I was struck, reading this week’s obituary in The Economist, by the shear value of staying in the game, of letting the spirit inhabit our daily life. The obit was for Katherine Goble Johnson, a mathematician for NASA in the 1950s and ’60s, who as an African American—and a woman—and so encountered considerable opposition to her work. In 1953, as a fresh recruit, she faced the difficult task of challenging the accuracy of a senior engineer’s calculations, which she discovered were wrong because he had made an error with a square root. Very carefully, she asked her question. Was it possible, that he could have made a mistake? He did not admit it, but (as the obituary writer described it), “by turning the colour of a cough drop, he ceded the point.”[†]
We are all in a time when raising the question, “Have we as a nation made a mistake?”, is hard to do. The numbness we feel from the volume of the negative response is overpowering. Yet we are still met with Jesus’ challenge that we must be born from above, that is, animated with the Spirit that raises us from the mendacity and divisiveness of our day, to a place where we know ourselves to be motivated by a God who draws us toward nothing less than wholeness, healing, health, truth, and reconciliation.

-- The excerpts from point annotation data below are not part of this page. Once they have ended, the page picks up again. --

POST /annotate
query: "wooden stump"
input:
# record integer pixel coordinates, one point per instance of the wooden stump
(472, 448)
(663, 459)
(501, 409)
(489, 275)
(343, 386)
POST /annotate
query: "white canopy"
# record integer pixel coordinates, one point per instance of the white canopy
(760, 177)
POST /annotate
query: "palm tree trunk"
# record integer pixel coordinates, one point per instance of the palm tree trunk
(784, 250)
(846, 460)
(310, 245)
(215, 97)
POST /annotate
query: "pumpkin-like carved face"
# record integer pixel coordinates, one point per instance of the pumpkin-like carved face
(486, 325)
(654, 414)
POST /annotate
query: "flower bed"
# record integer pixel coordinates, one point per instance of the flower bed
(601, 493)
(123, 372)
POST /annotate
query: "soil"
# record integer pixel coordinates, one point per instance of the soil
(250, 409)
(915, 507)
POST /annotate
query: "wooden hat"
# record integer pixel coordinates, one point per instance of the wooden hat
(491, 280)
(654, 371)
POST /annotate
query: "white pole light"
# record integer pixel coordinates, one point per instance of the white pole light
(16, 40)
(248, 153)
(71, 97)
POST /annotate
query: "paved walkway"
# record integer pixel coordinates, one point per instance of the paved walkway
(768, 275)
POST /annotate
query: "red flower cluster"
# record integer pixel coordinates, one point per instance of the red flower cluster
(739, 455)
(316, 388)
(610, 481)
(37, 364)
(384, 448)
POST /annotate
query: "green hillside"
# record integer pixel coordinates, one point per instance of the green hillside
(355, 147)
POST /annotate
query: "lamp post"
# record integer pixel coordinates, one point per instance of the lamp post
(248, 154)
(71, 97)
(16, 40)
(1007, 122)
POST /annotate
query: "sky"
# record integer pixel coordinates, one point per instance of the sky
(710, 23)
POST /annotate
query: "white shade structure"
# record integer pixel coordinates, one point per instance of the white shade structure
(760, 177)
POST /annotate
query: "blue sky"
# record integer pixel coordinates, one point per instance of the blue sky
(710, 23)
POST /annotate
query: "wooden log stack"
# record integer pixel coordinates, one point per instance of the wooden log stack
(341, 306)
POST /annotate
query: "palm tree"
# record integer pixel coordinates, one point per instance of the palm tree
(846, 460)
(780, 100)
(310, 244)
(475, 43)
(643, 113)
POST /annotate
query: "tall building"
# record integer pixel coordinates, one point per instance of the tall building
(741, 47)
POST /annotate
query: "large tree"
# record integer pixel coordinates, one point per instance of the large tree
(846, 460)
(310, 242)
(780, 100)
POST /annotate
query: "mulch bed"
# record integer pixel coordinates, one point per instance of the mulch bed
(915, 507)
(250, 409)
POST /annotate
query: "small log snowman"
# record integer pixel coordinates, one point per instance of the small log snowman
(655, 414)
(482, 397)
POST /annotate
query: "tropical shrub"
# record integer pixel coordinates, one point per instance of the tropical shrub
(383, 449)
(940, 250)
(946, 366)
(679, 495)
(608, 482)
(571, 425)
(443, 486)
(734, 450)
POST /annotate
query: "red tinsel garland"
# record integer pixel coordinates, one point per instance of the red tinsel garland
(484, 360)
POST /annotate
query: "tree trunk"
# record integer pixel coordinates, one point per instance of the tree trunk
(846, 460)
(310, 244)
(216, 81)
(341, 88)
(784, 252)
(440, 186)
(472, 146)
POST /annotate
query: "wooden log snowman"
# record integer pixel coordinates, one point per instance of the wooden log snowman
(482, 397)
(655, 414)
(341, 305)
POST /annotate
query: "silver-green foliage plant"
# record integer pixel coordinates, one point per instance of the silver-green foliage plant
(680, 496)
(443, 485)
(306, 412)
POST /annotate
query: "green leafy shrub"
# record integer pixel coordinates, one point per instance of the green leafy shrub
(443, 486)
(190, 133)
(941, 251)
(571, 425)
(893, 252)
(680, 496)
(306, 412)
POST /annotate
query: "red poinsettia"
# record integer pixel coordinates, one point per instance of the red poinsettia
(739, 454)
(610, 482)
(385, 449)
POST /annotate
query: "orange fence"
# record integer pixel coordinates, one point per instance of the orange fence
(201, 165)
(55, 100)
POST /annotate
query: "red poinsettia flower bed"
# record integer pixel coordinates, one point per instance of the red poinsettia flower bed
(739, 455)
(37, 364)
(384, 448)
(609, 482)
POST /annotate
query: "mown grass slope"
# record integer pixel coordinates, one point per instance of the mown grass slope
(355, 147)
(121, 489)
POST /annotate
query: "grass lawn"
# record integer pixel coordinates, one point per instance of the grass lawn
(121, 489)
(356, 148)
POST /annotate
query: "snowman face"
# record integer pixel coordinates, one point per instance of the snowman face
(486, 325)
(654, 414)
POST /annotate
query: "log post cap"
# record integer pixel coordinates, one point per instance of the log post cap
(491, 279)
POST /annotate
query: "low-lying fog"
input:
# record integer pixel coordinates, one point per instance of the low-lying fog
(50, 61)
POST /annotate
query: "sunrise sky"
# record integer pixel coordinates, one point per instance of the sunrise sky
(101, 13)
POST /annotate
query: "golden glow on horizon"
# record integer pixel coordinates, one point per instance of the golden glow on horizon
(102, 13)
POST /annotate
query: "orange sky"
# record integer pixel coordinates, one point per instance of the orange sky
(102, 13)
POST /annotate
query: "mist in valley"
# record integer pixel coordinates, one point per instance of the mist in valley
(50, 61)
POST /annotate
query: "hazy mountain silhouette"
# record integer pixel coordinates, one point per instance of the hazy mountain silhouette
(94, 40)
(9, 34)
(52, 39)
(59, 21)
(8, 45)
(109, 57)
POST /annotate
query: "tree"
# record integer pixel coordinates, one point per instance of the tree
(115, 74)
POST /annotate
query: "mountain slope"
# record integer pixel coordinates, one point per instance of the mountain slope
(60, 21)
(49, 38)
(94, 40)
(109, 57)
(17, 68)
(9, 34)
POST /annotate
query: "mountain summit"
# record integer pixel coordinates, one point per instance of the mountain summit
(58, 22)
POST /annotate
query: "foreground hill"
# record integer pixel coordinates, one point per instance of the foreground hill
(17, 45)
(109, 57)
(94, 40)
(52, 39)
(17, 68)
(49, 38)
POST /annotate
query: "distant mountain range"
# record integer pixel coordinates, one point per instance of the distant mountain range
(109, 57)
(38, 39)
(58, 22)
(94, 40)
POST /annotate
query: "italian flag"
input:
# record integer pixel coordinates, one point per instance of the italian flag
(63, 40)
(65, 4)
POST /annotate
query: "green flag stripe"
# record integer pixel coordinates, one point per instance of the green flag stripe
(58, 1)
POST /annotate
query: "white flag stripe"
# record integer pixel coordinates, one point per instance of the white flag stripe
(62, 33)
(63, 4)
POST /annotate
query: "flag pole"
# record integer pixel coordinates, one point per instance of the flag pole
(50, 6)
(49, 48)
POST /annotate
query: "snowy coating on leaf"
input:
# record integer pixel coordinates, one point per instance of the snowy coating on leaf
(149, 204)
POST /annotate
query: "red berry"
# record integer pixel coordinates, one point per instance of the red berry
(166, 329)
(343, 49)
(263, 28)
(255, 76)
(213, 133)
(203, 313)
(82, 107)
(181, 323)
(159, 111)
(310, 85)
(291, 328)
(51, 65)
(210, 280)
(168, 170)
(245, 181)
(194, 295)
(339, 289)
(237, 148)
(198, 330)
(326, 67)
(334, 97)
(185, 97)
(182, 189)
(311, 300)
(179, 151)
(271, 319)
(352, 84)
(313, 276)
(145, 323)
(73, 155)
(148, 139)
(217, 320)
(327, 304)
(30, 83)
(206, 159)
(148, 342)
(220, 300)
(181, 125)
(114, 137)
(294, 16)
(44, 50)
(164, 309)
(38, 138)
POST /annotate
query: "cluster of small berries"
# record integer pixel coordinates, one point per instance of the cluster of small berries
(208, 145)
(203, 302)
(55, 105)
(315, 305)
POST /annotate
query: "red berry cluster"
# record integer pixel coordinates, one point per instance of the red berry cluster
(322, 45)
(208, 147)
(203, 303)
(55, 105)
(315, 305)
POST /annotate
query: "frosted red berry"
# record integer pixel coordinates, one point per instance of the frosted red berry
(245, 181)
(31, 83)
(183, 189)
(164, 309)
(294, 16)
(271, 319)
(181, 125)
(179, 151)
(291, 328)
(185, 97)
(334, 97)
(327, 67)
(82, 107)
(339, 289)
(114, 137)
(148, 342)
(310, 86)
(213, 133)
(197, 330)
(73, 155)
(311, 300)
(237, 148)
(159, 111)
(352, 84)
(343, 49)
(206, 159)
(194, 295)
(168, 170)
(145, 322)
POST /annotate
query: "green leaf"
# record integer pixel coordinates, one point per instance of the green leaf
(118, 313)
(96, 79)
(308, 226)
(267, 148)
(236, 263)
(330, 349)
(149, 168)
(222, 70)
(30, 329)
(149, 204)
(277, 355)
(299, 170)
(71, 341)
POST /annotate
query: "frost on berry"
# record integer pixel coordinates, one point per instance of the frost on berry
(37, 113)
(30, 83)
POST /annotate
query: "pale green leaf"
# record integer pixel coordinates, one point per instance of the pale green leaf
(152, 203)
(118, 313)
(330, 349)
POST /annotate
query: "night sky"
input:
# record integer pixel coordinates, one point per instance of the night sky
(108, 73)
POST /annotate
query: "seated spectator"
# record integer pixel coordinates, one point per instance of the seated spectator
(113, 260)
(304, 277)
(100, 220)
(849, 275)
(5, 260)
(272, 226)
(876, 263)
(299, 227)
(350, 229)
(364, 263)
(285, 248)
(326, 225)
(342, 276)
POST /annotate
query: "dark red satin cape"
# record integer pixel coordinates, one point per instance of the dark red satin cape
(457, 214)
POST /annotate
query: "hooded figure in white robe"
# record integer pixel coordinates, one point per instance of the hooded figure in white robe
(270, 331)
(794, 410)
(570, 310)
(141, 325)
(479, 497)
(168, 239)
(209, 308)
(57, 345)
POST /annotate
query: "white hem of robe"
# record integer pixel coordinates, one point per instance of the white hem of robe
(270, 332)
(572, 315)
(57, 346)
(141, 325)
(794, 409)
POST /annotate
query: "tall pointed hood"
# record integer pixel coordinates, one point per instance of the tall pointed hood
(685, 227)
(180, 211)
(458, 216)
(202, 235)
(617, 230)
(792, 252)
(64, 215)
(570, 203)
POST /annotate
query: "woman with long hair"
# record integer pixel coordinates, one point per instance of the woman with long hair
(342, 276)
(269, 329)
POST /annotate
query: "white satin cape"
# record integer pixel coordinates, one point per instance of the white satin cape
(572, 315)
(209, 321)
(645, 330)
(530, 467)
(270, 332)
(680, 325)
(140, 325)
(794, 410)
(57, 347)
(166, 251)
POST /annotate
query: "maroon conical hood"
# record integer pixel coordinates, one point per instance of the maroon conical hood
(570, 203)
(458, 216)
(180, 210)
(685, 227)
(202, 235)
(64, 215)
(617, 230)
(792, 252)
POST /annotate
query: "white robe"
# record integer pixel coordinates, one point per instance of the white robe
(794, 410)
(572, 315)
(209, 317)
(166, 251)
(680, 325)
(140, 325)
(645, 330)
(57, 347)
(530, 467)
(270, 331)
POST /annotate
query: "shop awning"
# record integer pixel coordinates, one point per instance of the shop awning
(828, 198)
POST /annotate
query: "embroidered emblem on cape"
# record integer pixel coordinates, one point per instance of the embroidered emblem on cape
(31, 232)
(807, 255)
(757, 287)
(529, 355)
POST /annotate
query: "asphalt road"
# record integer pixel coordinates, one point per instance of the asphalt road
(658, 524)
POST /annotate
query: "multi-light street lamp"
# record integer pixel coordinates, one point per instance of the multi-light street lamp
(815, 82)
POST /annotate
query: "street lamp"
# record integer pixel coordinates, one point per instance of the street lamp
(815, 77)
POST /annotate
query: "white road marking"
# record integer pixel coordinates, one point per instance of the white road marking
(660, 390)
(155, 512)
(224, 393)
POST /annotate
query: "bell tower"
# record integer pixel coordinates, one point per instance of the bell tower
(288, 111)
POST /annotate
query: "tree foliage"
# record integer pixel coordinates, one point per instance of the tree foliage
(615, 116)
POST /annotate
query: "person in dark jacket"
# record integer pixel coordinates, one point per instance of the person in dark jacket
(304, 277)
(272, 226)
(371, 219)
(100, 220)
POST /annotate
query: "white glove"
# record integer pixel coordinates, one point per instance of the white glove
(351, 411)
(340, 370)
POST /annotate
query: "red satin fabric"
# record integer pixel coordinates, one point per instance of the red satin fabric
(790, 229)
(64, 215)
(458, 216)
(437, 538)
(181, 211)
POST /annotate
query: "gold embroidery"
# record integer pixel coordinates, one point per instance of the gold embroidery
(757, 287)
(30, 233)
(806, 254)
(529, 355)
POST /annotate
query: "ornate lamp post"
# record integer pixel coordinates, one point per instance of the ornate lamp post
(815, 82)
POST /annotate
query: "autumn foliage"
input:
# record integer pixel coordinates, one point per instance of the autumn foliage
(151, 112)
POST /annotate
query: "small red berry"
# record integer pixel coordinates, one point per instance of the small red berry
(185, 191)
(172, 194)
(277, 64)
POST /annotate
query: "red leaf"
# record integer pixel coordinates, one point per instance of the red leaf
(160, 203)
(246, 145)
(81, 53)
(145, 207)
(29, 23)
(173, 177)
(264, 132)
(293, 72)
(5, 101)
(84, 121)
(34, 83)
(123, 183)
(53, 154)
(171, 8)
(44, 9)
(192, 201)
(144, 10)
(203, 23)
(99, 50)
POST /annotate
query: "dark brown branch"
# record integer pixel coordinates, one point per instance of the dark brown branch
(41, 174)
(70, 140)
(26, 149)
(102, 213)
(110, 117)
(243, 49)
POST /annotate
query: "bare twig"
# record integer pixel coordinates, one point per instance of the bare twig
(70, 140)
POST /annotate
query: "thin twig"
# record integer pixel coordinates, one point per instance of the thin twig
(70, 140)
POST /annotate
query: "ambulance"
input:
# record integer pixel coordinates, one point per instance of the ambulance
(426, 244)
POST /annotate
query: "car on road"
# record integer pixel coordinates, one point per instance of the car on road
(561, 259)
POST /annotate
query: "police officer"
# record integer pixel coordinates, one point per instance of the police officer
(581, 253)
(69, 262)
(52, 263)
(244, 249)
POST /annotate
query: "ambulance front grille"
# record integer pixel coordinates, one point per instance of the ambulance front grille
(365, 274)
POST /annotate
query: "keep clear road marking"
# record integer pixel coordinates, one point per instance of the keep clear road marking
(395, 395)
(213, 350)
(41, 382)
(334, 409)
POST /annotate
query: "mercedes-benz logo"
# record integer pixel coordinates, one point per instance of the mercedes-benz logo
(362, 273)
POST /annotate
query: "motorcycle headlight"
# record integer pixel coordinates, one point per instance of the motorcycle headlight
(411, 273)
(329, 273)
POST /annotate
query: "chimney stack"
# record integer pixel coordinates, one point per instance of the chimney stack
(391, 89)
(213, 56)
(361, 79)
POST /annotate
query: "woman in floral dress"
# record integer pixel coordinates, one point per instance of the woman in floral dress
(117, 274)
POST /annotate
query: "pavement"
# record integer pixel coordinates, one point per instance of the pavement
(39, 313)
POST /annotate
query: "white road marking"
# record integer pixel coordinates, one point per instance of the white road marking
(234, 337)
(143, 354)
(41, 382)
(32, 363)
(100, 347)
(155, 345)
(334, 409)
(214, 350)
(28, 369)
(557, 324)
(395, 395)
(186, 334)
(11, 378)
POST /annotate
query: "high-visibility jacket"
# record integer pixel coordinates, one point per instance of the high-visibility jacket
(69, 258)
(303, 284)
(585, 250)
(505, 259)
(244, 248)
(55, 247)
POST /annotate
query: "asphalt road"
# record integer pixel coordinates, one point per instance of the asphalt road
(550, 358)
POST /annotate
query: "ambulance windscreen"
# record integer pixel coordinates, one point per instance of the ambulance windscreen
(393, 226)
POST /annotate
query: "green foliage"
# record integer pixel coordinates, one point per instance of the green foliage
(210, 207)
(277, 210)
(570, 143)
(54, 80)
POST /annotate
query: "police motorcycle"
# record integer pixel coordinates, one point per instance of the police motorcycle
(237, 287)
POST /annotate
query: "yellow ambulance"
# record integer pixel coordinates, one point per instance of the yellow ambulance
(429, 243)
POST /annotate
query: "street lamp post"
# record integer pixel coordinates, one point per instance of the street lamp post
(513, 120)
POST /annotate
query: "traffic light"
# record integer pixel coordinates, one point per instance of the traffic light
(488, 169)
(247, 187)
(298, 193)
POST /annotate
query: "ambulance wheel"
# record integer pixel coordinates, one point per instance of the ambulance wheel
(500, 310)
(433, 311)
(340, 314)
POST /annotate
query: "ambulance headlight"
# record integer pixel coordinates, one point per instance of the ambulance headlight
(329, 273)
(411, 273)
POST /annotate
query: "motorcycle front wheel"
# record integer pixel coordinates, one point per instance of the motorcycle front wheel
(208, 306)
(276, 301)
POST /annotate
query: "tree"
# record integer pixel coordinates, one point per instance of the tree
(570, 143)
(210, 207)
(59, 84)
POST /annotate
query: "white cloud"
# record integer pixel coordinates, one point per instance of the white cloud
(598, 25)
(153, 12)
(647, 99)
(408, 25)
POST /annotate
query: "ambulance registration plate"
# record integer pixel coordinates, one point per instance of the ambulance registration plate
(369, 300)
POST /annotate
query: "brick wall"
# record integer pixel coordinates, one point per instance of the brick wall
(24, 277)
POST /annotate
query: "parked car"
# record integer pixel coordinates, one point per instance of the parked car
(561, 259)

John’s gospel does not tell us what happened to Nicodemus after his encounter with Jesus. He simply vanishes from the narrative—but later we do get a hint of what became of him when he defends Jesus before the Sanhedrin, and then again at the end of the gospel, when he assists Joseph of Arimathea with the burial of Jesus’ body. So evidently he was someone who took to heart Jesus’ teaching that he be born “from above,” and himself became a follower of Jesus through welcoming the habitation of his Spirit. For as Jesus says, that is what it means, to see the kingdom of God. Amen.
[*] Rowan Williams, “Health and Healing,” in Holy Living: The Christian Tradition for Today (2017).
[†] “The Girl Who Asked Questions,” The Economist (February 29th – March 6th, 2020), 74.